After conducting a de novo review of the record, we discern no error in the district court's finding that Ortiz knowingly and voluntarily waived his right to appeal after being advised of his rights. Although Ortiz contends on appeal that he "easily met the first two § 1326(d) factors because he was specifically instructed that he had no right to contest deportation and would not be allowed to see an immigration judge - depriving him both of judicial review and of any administrative remedies," we disagree. Ortiz does not dispute on appeal that he signed the waiver on page two of the Notice of Intent. Moreover, the district court credited Deputy Matias' testimony that it was his practice to go over the waiver provisions line-by-line with an alien, and we find no clear error in this determination. See Anderson v. Bessemer City, 470 U.S. 564, 574 (1985) ("Where there are two permissible views of the evidence, the factfinder's choice between them cannot be clearly erroneous."). Additionally, although the district court credited Ortiz's claim that he was told that he had no right to see an immigration judge, "[e]xpedited proceedings are conducted by a [DHS] officer, not an immigration judge." United States v. Calderon-Segura, 512 F.3d 1104, 1107 (9th Cir. 2008); see 8 U.S.C. § 1228(b) (2006); 8 C.F.R. § 238.1 (2012). Thus, Ortiz was correctly informed that he was not entitled to a hearing before an immigration judge.

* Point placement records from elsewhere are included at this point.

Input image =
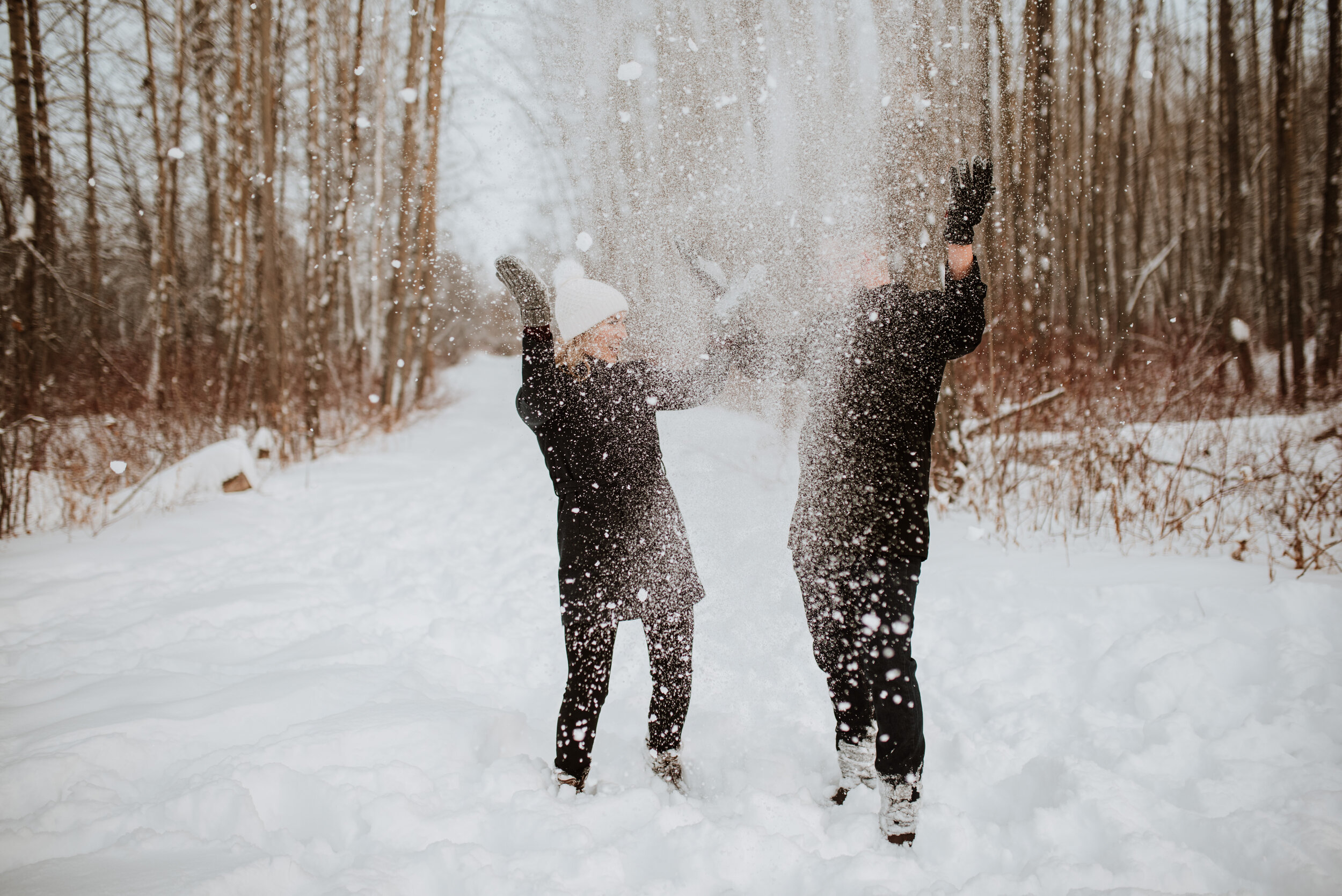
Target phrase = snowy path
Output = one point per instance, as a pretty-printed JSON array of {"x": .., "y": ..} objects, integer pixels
[{"x": 347, "y": 684}]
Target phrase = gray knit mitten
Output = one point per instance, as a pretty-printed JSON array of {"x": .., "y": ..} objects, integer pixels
[{"x": 527, "y": 287}]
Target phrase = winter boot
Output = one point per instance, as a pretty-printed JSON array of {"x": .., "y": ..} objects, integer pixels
[
  {"x": 666, "y": 765},
  {"x": 567, "y": 780},
  {"x": 857, "y": 765},
  {"x": 900, "y": 808}
]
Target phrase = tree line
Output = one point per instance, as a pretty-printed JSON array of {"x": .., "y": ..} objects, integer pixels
[
  {"x": 1168, "y": 173},
  {"x": 221, "y": 213}
]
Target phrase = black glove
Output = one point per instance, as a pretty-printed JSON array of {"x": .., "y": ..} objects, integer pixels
[
  {"x": 971, "y": 191},
  {"x": 527, "y": 289}
]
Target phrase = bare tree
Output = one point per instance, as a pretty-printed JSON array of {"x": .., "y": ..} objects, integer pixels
[
  {"x": 1330, "y": 251},
  {"x": 1286, "y": 196}
]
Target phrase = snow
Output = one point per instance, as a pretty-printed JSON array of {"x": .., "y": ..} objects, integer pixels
[
  {"x": 348, "y": 684},
  {"x": 198, "y": 475}
]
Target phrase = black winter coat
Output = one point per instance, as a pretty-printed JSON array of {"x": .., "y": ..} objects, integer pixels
[
  {"x": 866, "y": 447},
  {"x": 623, "y": 550}
]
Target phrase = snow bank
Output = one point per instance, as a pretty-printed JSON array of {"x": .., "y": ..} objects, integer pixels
[
  {"x": 189, "y": 479},
  {"x": 348, "y": 686}
]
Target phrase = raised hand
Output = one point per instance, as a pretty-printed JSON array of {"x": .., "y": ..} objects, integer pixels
[
  {"x": 971, "y": 191},
  {"x": 528, "y": 290},
  {"x": 705, "y": 268}
]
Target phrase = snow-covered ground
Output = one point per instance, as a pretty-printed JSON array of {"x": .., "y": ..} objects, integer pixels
[{"x": 347, "y": 680}]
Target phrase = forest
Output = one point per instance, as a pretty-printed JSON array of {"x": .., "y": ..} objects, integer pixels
[{"x": 229, "y": 216}]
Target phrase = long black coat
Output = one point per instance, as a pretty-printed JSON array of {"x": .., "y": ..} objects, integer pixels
[
  {"x": 866, "y": 448},
  {"x": 623, "y": 552}
]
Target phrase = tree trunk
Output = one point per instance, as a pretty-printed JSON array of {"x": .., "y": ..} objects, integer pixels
[
  {"x": 28, "y": 285},
  {"x": 403, "y": 251},
  {"x": 376, "y": 313},
  {"x": 1286, "y": 199},
  {"x": 315, "y": 302},
  {"x": 269, "y": 287},
  {"x": 93, "y": 279},
  {"x": 344, "y": 290},
  {"x": 1124, "y": 199},
  {"x": 237, "y": 225},
  {"x": 159, "y": 286},
  {"x": 1330, "y": 251},
  {"x": 1228, "y": 232},
  {"x": 426, "y": 266},
  {"x": 206, "y": 58}
]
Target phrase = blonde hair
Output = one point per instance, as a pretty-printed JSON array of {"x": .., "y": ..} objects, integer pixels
[{"x": 576, "y": 354}]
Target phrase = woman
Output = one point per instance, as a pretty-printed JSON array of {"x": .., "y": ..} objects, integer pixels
[{"x": 623, "y": 552}]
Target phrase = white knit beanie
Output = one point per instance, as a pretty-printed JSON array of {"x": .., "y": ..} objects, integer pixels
[{"x": 581, "y": 303}]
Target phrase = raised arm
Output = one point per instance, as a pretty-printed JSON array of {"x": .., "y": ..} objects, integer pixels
[
  {"x": 538, "y": 396},
  {"x": 948, "y": 322}
]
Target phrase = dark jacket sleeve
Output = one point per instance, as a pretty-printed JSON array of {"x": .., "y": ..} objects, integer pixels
[
  {"x": 952, "y": 319},
  {"x": 681, "y": 389},
  {"x": 538, "y": 397}
]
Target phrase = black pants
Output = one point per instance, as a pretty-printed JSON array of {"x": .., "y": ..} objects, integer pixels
[
  {"x": 591, "y": 647},
  {"x": 860, "y": 612}
]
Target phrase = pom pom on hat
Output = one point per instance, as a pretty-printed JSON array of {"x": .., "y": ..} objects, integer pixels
[{"x": 581, "y": 303}]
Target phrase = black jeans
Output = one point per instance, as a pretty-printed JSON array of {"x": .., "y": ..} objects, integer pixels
[
  {"x": 591, "y": 647},
  {"x": 860, "y": 612}
]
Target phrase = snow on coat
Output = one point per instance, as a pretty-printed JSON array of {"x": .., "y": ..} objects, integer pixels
[
  {"x": 866, "y": 448},
  {"x": 623, "y": 550}
]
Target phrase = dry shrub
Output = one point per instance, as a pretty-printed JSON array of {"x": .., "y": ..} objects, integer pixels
[{"x": 1265, "y": 485}]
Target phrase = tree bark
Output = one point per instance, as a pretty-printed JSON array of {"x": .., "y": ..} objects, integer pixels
[
  {"x": 1232, "y": 191},
  {"x": 206, "y": 61},
  {"x": 315, "y": 302},
  {"x": 1124, "y": 199},
  {"x": 269, "y": 286},
  {"x": 93, "y": 279},
  {"x": 1330, "y": 251},
  {"x": 426, "y": 266},
  {"x": 403, "y": 260},
  {"x": 25, "y": 362},
  {"x": 159, "y": 285},
  {"x": 1287, "y": 196}
]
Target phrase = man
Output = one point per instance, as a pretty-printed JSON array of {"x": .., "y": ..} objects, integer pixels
[{"x": 859, "y": 530}]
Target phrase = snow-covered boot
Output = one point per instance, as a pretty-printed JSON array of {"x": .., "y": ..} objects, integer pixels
[
  {"x": 857, "y": 765},
  {"x": 567, "y": 780},
  {"x": 666, "y": 765},
  {"x": 900, "y": 808}
]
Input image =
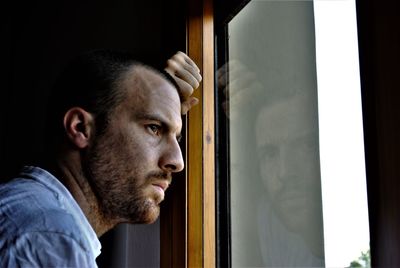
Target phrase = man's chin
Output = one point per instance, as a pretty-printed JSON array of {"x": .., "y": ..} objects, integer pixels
[{"x": 150, "y": 215}]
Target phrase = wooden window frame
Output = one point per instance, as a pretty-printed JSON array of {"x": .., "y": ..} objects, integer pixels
[{"x": 188, "y": 220}]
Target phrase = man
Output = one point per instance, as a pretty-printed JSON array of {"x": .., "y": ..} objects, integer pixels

Because Ortiz cannot satisfy the first two prongs of § 1326(d), we find it unnecessary to reach the issue of whether his removal proceedings were fundamentally unfair. Accordingly, we affirm the district court's order denying Ortiz's motion to dismiss the indictment and the judgment. We dispense with oral argument because the facts and legal contentions are adequately expressed in the materials before the court and argument would not aid the decisional process.